Radical tissue scaffold to treat knee injuries

By Darren Quick

23:21 May 16, 2009 PDT

The new scaffold mimics bone and cartilage when implanted into a joint

The new scaffold mimics bone and cartilage when implanted into a joint

Damage to knee cartilage is one of the more common types of sports injuries. Treatment often involves drilling a hole through the cartilage into the bone to stimulate the bone marrow to release stem cells, transplanting cartilage and the underlying bone from another part of the joint, or removing cartilage cells from the body, stimulating them to grow in the lab and re-implanting them. Now MIT engineers have built a new tissue scaffold that can stimulate bone and cartilage growth when transplanted into knees and other joints, potentially offering a more effective, less expensive – and painful – option to more conventional therapies.

The scaffold developed by MIT has two layers, one that mimics bone and another that mimics cartilage.
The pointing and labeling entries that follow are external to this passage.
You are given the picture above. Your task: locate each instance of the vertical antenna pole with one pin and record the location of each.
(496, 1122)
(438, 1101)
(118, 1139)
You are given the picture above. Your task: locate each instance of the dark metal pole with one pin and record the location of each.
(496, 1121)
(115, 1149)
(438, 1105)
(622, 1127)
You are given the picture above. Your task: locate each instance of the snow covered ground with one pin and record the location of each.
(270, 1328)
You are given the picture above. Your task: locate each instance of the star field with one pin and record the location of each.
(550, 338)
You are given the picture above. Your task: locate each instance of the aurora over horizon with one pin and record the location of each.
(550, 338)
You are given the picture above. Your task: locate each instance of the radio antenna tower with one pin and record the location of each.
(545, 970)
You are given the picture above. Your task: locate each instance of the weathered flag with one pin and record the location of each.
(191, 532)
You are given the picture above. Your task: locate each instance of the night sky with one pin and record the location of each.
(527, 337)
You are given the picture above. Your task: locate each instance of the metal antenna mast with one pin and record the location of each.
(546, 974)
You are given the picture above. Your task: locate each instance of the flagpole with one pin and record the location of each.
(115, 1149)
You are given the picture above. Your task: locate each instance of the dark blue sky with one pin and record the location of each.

When implanted into a joint, the scaffold can stimulate mesenchymal stem cells in the bone marrow to produce new bone and cartilage.
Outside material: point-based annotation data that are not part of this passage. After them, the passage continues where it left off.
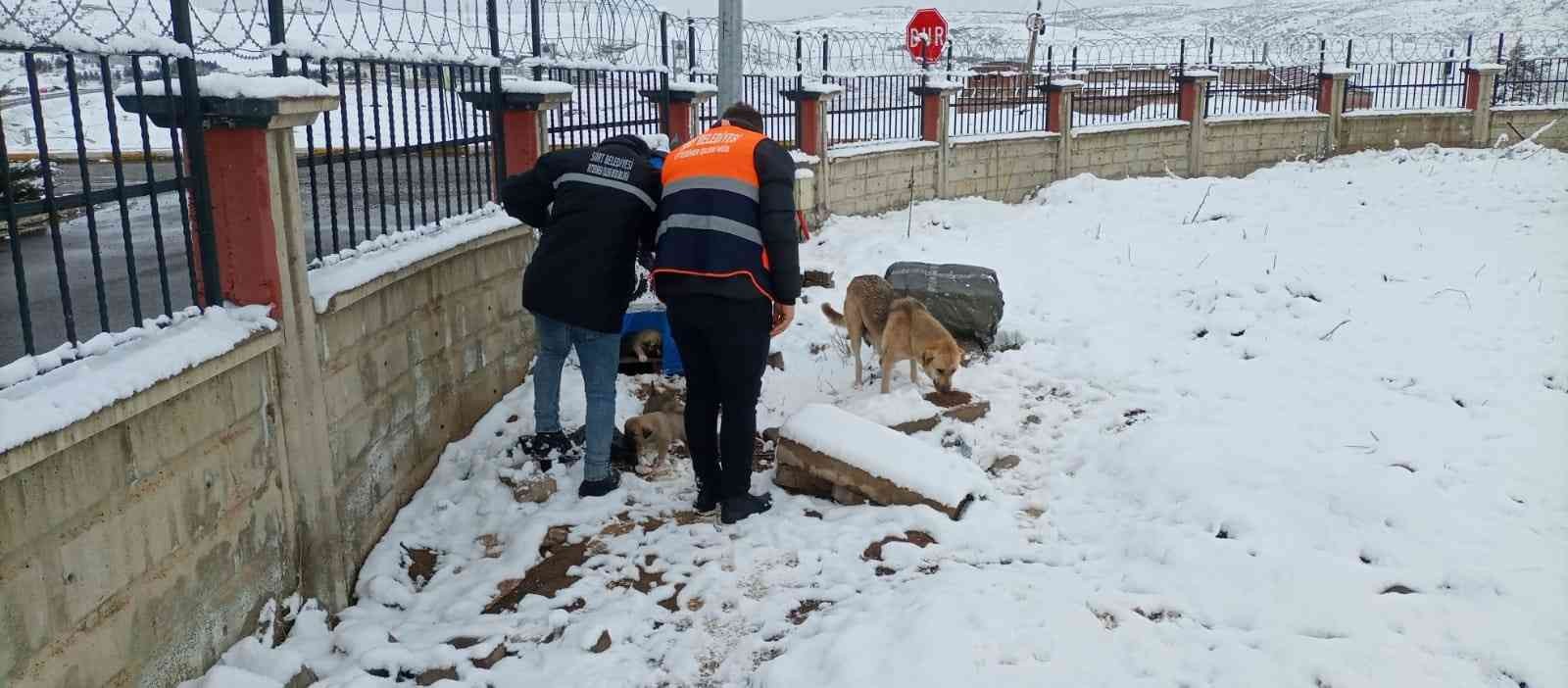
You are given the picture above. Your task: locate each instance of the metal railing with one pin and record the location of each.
(107, 220)
(1407, 85)
(1244, 91)
(874, 109)
(1533, 81)
(998, 102)
(102, 214)
(405, 148)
To develop the bone-mimicking layer, the team started with an existing method of producing a skin scaffold, made of collagen (from bovine tendon) and glycosaminoglycan, a long polysaccharide chain. To mimic the structure of bone, researchers developed a technique to mineralize the collagen scaffold by adding sources of calcium and phosphate.
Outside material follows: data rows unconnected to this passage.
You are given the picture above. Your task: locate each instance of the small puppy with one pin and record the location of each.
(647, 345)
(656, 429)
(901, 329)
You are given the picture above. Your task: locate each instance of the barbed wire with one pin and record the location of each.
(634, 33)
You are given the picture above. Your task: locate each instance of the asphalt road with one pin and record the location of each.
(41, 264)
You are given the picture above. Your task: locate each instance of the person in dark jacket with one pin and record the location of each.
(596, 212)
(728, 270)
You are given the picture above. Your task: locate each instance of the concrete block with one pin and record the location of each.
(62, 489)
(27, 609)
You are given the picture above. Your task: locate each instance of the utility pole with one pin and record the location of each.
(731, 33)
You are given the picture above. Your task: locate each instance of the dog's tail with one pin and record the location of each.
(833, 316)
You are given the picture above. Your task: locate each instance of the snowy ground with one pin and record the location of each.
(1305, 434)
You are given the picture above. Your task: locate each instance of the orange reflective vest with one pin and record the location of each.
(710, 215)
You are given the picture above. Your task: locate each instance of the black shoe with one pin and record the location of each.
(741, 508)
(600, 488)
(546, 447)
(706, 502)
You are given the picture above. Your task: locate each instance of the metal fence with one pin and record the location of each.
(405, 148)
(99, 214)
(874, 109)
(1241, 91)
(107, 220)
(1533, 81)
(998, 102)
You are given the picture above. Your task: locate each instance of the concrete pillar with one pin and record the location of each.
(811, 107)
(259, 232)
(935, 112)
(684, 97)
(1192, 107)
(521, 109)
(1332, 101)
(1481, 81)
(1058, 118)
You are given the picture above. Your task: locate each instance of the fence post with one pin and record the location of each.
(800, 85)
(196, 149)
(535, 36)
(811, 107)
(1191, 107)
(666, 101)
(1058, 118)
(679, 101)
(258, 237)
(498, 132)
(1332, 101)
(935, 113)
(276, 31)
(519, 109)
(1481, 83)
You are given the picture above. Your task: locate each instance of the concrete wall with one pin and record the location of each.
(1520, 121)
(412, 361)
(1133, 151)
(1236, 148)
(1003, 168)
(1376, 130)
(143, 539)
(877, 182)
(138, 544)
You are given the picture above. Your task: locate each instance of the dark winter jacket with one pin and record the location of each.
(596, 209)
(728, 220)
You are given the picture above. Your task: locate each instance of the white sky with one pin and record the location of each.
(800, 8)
Once that was done, the team decided to try to create a two-layer scaffold to regenerate both bone and cartilage, known as an osteochondral scaffold. This produced two layers with a gradual transition between the bone and cartilage layers, which is similar to the transition found in the body.

The researchers demonstrated the scaffold's effectiveness in a 16-week study involving goats. In the study, the scaffold successfully stimulated bone and cartilage growth after being implanted in the goats' knees. Although the technology is still limited to small defects, using scaffolds roughly 8 mm (0.3-inches) in diameter, the scaffold offers a potential new treatment for sports injuries and other cartilage damage, such as arthritis.

The scaffold is described in more detail in a series of recent articles in the Journal of Biomedical Materials Research. The technology is undergoing clinical trials in Europe.